Elle soutient, dans le dernier état de ses écritures, qu'elle a obtenu un rendez-vous pour le 30 août 2022 à l'occasion duquel un récépissé de demande de titre de séjour lui a été délivré.
Vu les autres pièces du dossier.
Vu :
- le code de l'entrée et du séjour des étrangers et du droit d'asile ;
- le code de justice administrative.
Le président du tribunal a désigné M. A pour statuer sur les demandes de référé.
Considérant ce qui suit :
1. Mme C, ressortissante mexicaine, née le 1er mars 1995, a souhaité solliciter le renouvellement de son titre de séjour. N'ayant pas réussi à en obtenir un dans un centre de réception des étrangers de la préfecture de police de Paris, elle demande au juge des référés, sur le fondement de l'article L. 521-3 du code de justice administrative, d'ordonner au préfet de police de lui fixer un rendez-vous pour déposer sa demande de renouvellement de titre de séjour et de lui délivrer un récépissé l'autorisant à travailler, le tout sans délai et sous astreinte de 100 euros par jour de retard.

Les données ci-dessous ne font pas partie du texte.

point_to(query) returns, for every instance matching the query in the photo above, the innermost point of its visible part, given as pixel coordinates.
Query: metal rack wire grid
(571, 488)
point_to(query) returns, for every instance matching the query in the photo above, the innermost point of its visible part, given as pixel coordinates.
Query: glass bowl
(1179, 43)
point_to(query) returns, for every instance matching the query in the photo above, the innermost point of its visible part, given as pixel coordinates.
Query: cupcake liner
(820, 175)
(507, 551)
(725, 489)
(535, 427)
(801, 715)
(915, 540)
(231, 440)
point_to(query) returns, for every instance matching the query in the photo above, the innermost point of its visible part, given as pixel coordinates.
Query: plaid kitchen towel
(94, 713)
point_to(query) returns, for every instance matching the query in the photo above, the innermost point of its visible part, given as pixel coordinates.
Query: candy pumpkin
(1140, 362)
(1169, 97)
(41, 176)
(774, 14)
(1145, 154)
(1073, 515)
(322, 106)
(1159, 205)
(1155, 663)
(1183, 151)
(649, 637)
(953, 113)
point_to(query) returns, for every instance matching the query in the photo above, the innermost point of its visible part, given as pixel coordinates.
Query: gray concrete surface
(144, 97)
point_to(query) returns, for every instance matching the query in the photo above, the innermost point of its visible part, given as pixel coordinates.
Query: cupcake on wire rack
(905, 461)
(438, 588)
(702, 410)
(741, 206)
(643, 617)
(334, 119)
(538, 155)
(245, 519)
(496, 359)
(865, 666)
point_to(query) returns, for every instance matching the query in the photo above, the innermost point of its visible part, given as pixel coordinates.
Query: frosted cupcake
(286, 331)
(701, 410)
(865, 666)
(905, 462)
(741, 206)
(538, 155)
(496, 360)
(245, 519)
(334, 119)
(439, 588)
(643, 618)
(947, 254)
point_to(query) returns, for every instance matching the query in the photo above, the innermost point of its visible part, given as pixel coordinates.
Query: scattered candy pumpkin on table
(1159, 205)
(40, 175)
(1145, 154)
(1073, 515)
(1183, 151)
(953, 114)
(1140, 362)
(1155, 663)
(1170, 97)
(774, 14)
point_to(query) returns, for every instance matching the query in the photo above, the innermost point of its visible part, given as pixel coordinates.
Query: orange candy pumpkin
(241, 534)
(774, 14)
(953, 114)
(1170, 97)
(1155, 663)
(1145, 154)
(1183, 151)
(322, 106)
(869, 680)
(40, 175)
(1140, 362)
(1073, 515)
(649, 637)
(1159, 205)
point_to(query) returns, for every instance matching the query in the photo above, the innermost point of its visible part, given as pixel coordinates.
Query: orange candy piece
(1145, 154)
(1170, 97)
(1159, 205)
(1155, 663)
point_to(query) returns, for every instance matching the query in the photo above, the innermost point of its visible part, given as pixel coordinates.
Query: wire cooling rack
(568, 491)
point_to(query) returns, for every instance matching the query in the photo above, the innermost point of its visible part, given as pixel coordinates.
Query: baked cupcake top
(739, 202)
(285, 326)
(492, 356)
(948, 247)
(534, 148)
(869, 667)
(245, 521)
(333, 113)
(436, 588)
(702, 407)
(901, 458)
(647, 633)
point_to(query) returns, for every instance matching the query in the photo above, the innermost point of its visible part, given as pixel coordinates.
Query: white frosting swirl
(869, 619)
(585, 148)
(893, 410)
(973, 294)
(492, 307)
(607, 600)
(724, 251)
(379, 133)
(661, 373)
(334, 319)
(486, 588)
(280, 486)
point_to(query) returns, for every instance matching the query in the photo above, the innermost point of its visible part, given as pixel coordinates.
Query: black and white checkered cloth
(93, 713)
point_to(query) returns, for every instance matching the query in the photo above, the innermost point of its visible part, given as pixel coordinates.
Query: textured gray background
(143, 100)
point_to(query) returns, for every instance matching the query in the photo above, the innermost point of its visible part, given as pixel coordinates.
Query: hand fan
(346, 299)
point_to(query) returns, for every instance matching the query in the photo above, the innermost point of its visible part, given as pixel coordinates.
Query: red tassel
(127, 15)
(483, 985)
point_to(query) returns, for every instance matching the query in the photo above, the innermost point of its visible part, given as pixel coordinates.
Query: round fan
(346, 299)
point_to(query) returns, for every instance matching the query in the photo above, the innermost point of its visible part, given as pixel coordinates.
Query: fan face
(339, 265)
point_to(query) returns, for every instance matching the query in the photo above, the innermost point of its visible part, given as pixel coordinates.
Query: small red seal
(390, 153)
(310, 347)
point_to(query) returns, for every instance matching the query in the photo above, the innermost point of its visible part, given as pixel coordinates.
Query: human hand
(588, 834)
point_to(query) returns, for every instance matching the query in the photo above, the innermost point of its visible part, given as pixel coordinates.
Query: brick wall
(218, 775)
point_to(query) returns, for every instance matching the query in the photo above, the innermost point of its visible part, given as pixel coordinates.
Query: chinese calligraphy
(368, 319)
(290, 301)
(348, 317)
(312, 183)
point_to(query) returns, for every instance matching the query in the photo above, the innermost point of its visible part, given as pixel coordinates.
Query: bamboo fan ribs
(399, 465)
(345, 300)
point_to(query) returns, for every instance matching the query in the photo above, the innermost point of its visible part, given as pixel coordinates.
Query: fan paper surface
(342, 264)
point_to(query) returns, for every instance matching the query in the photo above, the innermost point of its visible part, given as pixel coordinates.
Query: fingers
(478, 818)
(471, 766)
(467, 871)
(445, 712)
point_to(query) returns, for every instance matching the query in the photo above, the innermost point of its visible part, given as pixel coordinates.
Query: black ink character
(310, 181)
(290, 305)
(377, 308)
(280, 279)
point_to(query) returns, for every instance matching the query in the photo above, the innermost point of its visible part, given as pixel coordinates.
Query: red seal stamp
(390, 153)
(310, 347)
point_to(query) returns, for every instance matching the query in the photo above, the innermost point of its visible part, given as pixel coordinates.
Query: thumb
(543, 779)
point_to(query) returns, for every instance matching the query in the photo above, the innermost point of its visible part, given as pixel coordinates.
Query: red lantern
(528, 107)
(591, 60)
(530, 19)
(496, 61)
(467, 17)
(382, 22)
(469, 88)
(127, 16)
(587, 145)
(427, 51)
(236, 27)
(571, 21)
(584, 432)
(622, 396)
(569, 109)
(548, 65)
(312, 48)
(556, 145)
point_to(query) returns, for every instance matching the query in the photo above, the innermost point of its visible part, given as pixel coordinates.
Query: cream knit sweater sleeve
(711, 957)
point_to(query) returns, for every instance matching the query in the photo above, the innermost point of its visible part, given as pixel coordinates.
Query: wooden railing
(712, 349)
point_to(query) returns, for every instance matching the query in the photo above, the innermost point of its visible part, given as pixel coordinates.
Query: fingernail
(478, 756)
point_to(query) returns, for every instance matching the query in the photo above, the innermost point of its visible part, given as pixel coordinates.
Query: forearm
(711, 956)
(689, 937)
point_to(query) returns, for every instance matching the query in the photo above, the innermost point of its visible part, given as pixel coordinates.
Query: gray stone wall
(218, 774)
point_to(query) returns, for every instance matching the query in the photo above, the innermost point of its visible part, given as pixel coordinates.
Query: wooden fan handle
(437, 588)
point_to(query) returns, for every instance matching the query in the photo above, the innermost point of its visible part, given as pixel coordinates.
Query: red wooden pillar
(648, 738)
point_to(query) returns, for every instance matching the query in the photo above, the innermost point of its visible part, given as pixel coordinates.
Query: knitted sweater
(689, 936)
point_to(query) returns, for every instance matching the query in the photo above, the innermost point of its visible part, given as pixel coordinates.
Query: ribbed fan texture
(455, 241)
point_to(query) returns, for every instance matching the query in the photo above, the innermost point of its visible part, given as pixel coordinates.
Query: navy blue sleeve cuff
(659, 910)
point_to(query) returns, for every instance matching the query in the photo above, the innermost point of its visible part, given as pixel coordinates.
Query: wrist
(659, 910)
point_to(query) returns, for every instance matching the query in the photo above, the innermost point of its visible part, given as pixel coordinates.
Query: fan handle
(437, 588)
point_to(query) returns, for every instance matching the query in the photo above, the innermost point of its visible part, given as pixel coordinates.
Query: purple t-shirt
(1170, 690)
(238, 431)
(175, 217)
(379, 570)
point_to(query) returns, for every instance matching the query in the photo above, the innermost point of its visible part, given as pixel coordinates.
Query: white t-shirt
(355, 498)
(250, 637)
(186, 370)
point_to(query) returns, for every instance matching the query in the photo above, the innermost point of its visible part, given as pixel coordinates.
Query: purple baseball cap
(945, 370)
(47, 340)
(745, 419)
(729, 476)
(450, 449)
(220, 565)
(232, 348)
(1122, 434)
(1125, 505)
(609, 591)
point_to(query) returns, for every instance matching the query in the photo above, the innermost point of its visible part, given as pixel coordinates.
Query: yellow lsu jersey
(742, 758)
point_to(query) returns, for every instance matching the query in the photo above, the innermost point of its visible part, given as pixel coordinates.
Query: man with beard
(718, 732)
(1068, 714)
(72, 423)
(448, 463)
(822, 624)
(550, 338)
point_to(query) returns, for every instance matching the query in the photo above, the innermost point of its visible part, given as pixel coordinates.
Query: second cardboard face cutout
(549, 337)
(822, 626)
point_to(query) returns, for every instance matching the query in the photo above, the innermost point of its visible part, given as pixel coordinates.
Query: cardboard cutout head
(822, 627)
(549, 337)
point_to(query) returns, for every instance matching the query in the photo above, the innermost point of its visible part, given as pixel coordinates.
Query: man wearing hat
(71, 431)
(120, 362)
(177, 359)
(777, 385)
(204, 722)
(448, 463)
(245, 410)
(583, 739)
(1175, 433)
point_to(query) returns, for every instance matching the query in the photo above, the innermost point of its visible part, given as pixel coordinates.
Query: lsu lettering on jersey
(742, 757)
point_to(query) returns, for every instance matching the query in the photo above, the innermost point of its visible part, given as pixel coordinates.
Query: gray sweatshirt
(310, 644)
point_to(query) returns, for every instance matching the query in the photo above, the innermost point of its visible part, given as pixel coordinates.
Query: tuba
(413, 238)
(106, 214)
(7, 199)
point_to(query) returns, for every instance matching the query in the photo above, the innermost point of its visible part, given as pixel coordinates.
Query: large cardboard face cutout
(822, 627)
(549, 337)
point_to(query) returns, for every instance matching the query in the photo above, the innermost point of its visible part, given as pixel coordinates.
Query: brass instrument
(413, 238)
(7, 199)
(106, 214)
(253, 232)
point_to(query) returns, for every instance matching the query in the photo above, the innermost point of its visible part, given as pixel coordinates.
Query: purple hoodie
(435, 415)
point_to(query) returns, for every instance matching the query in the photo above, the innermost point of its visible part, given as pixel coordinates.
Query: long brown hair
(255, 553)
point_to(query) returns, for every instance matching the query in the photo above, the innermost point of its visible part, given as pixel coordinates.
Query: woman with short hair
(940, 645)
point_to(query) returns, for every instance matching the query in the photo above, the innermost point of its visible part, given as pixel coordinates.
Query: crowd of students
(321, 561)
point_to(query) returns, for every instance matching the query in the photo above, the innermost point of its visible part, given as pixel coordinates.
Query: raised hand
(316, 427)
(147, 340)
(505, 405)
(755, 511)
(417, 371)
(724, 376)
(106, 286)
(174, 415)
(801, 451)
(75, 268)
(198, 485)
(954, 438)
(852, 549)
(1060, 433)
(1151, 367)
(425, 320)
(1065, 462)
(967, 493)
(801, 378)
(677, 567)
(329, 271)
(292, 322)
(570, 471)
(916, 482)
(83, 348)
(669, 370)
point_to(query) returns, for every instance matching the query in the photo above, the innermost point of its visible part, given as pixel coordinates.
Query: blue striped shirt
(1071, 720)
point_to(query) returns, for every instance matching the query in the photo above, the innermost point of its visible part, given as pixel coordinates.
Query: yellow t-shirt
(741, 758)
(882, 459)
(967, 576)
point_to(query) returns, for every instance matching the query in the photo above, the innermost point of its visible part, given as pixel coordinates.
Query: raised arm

2. Il résulte de l'instruction que, postérieurement à l'introduction de la requête, le préfet de police a convoqué Mme C, à un rendez-vous le 30 août 2022, à 11h00, afin qu'elle vienne déposer sa demande de titre de séjour et qu'à l'issue de ce dernier, un récépissé lui a été remis. Par suite, les conclusions de la requête de Mme C tendant à ce qu'il soit ordonné, sous astreinte, au préfet de police de lui fixer un rendez-vous et de lui délivrer un récépissé sont devenues sans objet. Il n'y a donc plus lieu d'y statuer.
3. Il y a lieu, dans les circonstances de l'espèce, de mettre à la charge de l'Etat le versement à Mme C d'une somme de 500 euros en application de l'article L. 761-1 du code de justice administrative.
O R D O N N E :
Article 1er : Il n'y a plus lieu de statuer sur les conclusions à fin d'injonction et d'astreinte de la requête de Mme C.
Article 2 : L'Etat versera à Mme C la somme de 500 euros en application de l'article L. 761-1 du code de justice administrative.
Article 3 : La présente ordonnance sera notifiée à Mme B C et au ministre de l'intérieur et des outre-mer.
Copie en sera adressée au préfet de police de Paris.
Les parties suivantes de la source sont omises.